Comparing Variation in Tokenizer Outputs Using a Series of Problematic and Challenging Biomedical Sentences

Background & Objective: Biomedical text data are increasingly available for research. Tokenization is an initial step in many biomedical text mining pipelines. Tokenization is the process of parsing an input biomedical sentence (represented as a digital character sequence) into a discrete set of word/token symbols, which convey focused semantic/syntactic meaning. The objective of this study is to explore variation in tokenizer outputs when applied across a series of challenging biomedical sentences. Method: Diaz [2015] introduce 24 challenging example biomedical sentences for comparing tokenizer performance. In this study, we descriptively explore variation in outputs of eight tokenizers applied to each example biomedical sentence. The tokenizers compared in this study are the NLTK white space tokenizer, the NLTK Penn Tree Bank tokenizer, Spacy and SciSpacy tokenizers, Stanza/Stanza-Craft tokenizers, the UDPipe tokenizer, and R-tokenizers. Results: For many examples, tokenizers performed similarly effectively; however, for certain examples, there were meaningful variation in returned outputs. The white space tokenizer often performed differently than other tokenizers. We observed performance similarities for tokenizers implementing rule-based systems (e.g. pattern matching and regular expressions) and tokenizers implementing neural architectures for token classification. Oftentimes, the challenging tokens resulting in the greatest variation in outputs, are those words which convey substantive and focused biomedical/clinical meaning (e.g. x-ray, IL-10, TCR/CD3, CD4+ CD8+, and (Ca2+)-regulated). Conclusion: When state-of-the-art, open-source tokenizers from Python and R were applied to a series of challenging biomedical example sentences, we observed subtle variation in the returned outputs.

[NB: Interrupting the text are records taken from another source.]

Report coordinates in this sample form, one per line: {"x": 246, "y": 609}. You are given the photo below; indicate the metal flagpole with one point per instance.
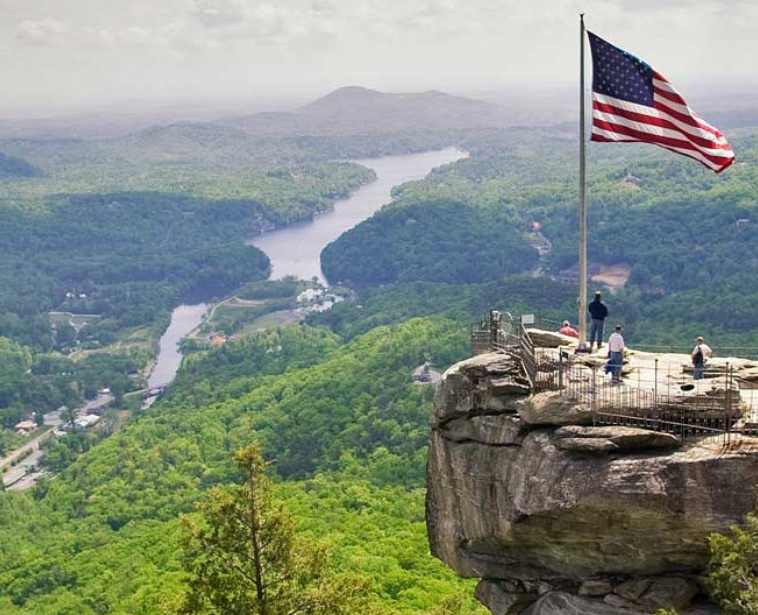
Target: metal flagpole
{"x": 582, "y": 205}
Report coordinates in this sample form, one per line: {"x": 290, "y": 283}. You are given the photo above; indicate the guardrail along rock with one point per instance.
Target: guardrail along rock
{"x": 552, "y": 527}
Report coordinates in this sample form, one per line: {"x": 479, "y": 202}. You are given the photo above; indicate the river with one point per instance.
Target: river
{"x": 296, "y": 249}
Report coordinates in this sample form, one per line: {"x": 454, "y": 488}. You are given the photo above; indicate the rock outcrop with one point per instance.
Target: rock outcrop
{"x": 557, "y": 516}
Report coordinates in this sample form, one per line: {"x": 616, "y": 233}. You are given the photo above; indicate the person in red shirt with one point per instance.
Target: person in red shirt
{"x": 567, "y": 329}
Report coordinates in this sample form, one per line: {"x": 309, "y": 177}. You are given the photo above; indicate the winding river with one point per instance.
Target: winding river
{"x": 296, "y": 249}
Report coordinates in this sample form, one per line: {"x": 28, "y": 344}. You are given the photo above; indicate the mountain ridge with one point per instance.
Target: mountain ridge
{"x": 360, "y": 110}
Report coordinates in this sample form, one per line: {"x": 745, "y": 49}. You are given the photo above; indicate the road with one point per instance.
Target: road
{"x": 16, "y": 478}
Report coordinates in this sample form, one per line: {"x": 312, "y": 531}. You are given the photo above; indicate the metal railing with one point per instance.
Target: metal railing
{"x": 662, "y": 398}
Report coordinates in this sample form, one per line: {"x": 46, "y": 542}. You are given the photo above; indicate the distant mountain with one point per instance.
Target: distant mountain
{"x": 357, "y": 110}
{"x": 10, "y": 166}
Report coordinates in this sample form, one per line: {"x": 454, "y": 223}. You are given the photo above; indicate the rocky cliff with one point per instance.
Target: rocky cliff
{"x": 557, "y": 516}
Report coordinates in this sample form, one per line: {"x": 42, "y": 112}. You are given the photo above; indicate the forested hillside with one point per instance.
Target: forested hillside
{"x": 440, "y": 240}
{"x": 10, "y": 166}
{"x": 683, "y": 234}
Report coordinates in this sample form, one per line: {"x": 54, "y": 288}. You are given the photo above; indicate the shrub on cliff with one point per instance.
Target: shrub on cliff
{"x": 734, "y": 569}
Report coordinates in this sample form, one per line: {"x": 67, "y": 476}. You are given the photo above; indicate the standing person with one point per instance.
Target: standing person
{"x": 599, "y": 312}
{"x": 616, "y": 349}
{"x": 567, "y": 329}
{"x": 699, "y": 355}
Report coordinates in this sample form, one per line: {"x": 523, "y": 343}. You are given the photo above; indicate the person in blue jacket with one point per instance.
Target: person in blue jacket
{"x": 599, "y": 312}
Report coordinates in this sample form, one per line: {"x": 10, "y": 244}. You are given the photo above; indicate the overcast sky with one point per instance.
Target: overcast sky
{"x": 64, "y": 53}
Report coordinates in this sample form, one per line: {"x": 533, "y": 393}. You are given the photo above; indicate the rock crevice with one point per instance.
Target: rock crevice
{"x": 558, "y": 516}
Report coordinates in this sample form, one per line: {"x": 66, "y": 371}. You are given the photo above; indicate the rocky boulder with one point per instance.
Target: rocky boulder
{"x": 613, "y": 438}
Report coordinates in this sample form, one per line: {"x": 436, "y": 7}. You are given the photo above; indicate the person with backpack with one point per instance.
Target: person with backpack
{"x": 599, "y": 312}
{"x": 616, "y": 347}
{"x": 699, "y": 355}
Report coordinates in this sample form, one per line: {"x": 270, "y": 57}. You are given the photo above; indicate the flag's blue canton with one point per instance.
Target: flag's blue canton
{"x": 619, "y": 74}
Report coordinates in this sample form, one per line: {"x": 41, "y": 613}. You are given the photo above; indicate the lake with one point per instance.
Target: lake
{"x": 296, "y": 249}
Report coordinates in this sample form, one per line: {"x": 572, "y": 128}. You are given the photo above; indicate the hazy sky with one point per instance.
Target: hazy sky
{"x": 59, "y": 53}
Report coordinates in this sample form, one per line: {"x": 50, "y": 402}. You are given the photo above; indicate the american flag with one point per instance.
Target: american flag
{"x": 633, "y": 102}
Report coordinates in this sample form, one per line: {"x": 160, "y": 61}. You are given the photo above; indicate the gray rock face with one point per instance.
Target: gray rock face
{"x": 511, "y": 502}
{"x": 610, "y": 439}
{"x": 552, "y": 408}
{"x": 561, "y": 603}
{"x": 501, "y": 599}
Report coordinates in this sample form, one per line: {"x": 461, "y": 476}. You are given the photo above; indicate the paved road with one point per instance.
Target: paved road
{"x": 16, "y": 478}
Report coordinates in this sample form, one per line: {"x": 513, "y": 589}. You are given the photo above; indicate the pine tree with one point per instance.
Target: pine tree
{"x": 244, "y": 557}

翻译：背景与目的：生物医学文本数据在研究中的可获取性日益增加。分词是许多生物医学文本挖掘流程的初始步骤。分词过程是将输入的生物医学语句（表示为数字字符序列）解析为一组离散的词/标记符号，这些符号传达了集中的语义/句法意义。本研究旨在探讨将分词器应用于一系列具有挑战性的生物医学语句时，其输出结果的差异。方法：Diaz [2015] 引入了24个具有挑战性的生物医学例句，用于比较分词器的性能。在本研究中，我们描述性地探讨了八个分词器应用于每个例句时的输出变化。本研究比较的分词器包括NLTK空白分词器、NLTK 宾夕法尼亚树库分词器、Spacy和SciSpacy分词器、Stanza/Stanza-Craft分词器、UDPipe分词器以及R分词器。结果：对于许多例句，分词器的表现相似且有效；然而，对于某些例句，返回的输出存在显著差异。空白分词器通常与其他分词器的表现不同。我们观察到，基于规则系统（例如模式匹配和正则表达式）实现的分词器与采用神经架构进行标记分类的分词器在性能上具有相似性。通常，导致输出差异最大的挑战性标记是那些传达实质性且集中的生物医学/临床意义的词汇（例如x射线、IL-10、TCR/CD3、CD4+ CD8+和(Ca2+)-调节的）。结论：当将来自Python和R的最先进开源分词器应用于一系列具有挑战性的生物医学例句时，我们观察到返回的输出存在细微差异。